The minister’s proposals for legislative amendments were opening a wide door for the army to be used in various cases, including during civil protests. The idea was the army to help the police if there were “high threats” for the population. The problem was that the nationalists did not specify exactly what threats they have in mind. And that could lead to arbitrary use.
“The army will not participate in operations of the gendarmerie department,” said Konstantin Popov (GERB) who is the chairman of the parliamentary defense committee.
Karakachanov gave birth to the idea of police powers for the army a year and a half ago. At that time the army illegally joined a special police operation in reaction to a domestic violence murder in thel town of Peshtera. Soldiers joined the search for a killer near Sofia too. And Karakachanov announced his proposal in the parliament – the army to be mobilised to help the police in such cases.
There are fears that the army can be used in the minister’s visits to Roma ghettos. In the past year, Karakachanov has initiated the destruction of dozens of Roma houses as a state response to criminal incidents.
In 2016, GERB allowed the army to guard the state border because of the migratory pressure on the border with Turkey and Greece. Legislative changes then allowed the use of force by the army in a very limited number of cases and only in self-defense. Therefore, they are not recognised as a risk to democracy in a country.
GERB tries to balance
Borissov’s party is constantly trying to soften the nationalist ideas, but this is not always possible. Two weeks ago, at first reading in Parliament GERB supported an idea of the United Patriots which aims at allowing the use of firearms in self-defense. The proposed law changes are so vague that they allow the use of weapons in virtually every street strife at night. The second reading of the amendments has been postponed after the EU elections.
According to unofficial information, GERB has given in temporarily so as not to worsen their relations with the nationalists before the elections. But after that, all the amendments are expected to be rejected.

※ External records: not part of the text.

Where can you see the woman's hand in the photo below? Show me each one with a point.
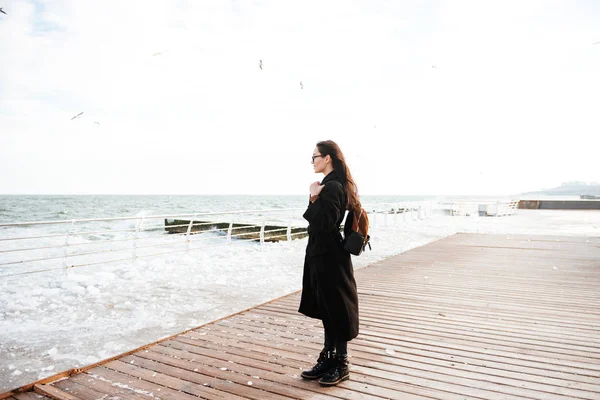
(315, 188)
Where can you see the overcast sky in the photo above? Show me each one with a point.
(424, 97)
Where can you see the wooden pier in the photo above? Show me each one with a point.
(467, 317)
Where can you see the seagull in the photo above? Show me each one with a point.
(76, 116)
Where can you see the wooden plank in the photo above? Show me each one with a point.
(469, 316)
(152, 388)
(108, 388)
(53, 392)
(503, 377)
(30, 396)
(79, 391)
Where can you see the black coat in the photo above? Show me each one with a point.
(328, 285)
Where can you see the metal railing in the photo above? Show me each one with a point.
(40, 246)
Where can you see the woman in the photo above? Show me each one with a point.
(328, 285)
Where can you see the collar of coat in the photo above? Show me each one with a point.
(332, 176)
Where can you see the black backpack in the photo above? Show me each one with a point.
(356, 233)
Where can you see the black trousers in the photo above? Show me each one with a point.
(331, 343)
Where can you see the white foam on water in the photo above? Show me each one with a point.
(54, 321)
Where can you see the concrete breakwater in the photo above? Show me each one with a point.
(560, 204)
(270, 233)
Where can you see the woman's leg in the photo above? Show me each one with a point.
(341, 370)
(326, 360)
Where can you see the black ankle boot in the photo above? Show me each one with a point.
(339, 373)
(325, 362)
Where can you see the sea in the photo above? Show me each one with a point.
(25, 208)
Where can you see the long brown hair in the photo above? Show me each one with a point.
(329, 147)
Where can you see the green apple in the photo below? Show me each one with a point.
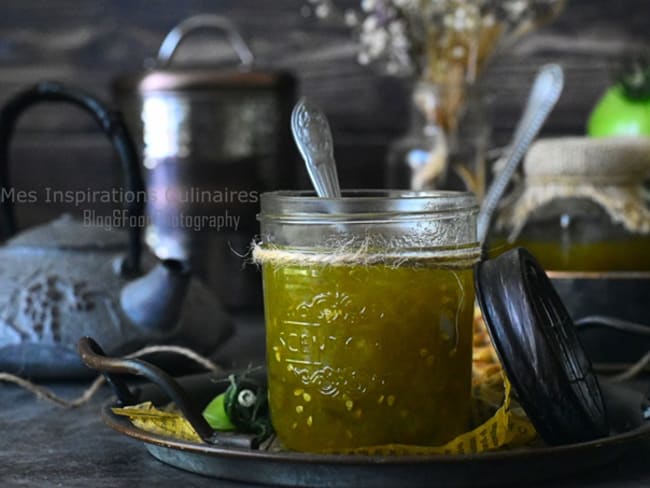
(619, 114)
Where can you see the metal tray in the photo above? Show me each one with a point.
(314, 470)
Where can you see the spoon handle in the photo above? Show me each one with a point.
(544, 95)
(313, 137)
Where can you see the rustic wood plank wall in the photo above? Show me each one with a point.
(88, 42)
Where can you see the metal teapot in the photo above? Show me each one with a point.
(64, 280)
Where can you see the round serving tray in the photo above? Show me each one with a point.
(315, 470)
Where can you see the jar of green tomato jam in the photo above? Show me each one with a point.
(369, 306)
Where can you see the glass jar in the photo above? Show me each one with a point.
(368, 304)
(582, 205)
(578, 235)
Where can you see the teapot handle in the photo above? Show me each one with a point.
(115, 370)
(204, 21)
(113, 126)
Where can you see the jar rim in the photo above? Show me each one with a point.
(365, 202)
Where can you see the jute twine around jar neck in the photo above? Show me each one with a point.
(362, 254)
(609, 172)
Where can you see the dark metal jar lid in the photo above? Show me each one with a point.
(539, 349)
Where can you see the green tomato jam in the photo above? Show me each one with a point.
(362, 355)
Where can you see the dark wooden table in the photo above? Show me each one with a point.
(46, 445)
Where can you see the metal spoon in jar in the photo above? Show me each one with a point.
(313, 137)
(544, 95)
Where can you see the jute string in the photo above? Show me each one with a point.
(361, 255)
(625, 204)
(48, 395)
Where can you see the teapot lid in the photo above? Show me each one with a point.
(68, 233)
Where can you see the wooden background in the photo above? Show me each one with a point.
(87, 43)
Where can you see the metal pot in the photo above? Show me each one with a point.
(212, 140)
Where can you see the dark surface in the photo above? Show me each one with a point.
(45, 445)
(88, 42)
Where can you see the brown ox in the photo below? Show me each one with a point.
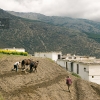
(33, 65)
(25, 62)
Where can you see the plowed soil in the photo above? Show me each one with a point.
(48, 83)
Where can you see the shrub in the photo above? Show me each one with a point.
(13, 52)
(76, 75)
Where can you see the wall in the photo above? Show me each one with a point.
(94, 73)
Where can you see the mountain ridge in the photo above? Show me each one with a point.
(70, 36)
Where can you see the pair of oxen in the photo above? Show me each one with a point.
(32, 64)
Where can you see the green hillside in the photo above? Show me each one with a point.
(51, 34)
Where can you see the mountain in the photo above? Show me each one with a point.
(48, 83)
(44, 33)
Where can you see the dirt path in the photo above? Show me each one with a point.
(47, 84)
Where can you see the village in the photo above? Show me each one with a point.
(88, 68)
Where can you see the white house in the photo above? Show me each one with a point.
(15, 49)
(88, 68)
(52, 55)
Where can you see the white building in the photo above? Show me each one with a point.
(86, 67)
(52, 55)
(15, 49)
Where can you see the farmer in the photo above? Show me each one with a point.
(16, 65)
(68, 82)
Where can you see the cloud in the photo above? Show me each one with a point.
(89, 9)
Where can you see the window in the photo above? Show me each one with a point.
(85, 69)
(77, 68)
(92, 76)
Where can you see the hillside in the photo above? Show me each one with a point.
(51, 34)
(47, 84)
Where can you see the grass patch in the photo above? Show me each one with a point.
(76, 75)
(1, 97)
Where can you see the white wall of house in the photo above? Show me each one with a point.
(51, 55)
(61, 62)
(94, 73)
(15, 49)
(79, 69)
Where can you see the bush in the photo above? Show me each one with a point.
(76, 75)
(13, 52)
(1, 98)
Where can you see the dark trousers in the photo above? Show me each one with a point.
(15, 67)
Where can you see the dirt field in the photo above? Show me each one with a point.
(47, 84)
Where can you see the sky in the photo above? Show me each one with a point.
(86, 9)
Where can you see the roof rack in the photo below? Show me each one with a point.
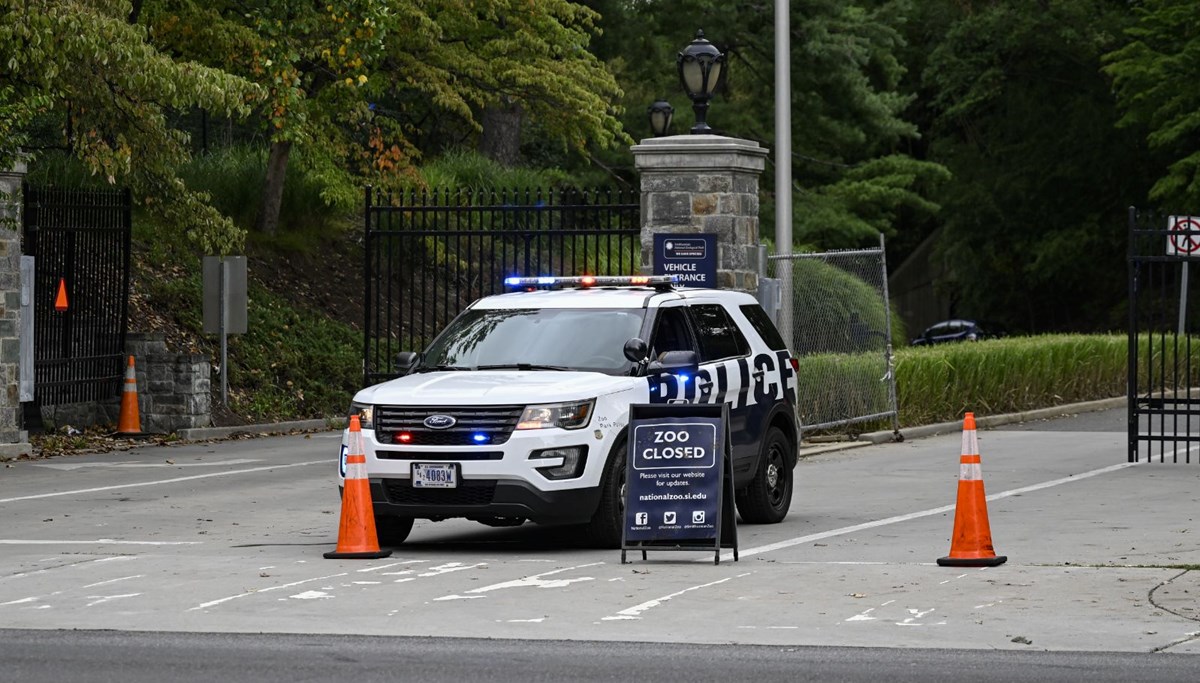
(660, 282)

At the beginning of the year, Karakachanov announced he is ready to resign and go into opposition if his Roma integration strategy is not accepted. The strategy of the nationalists plans undemocratic punishments such as forced labor, abortion promotion, and “limiting the birth rate of women from marginal communities” under certain conditions. The Roma integration strategy has not yet been adopted, and Karakachanov has not resigned either. Now he expects GERB to accept his idea of restoring the voluntary military service to civilians.
Karakachanov’s activism brings VMRO political gains. At the beginning of the year, it became clear that the three nationalist parties of the United Patriots coalition would not run together in the European elections. The first forecasts were that none of the three parties stood the chance to elect MEPs. However with its activism, VMRO seems to stand the chance to have at least one MEP in the next European parliament. The party’s slogan for the elections is in tune with its ideas and is openly militaristic – “We defend Bulgaria”.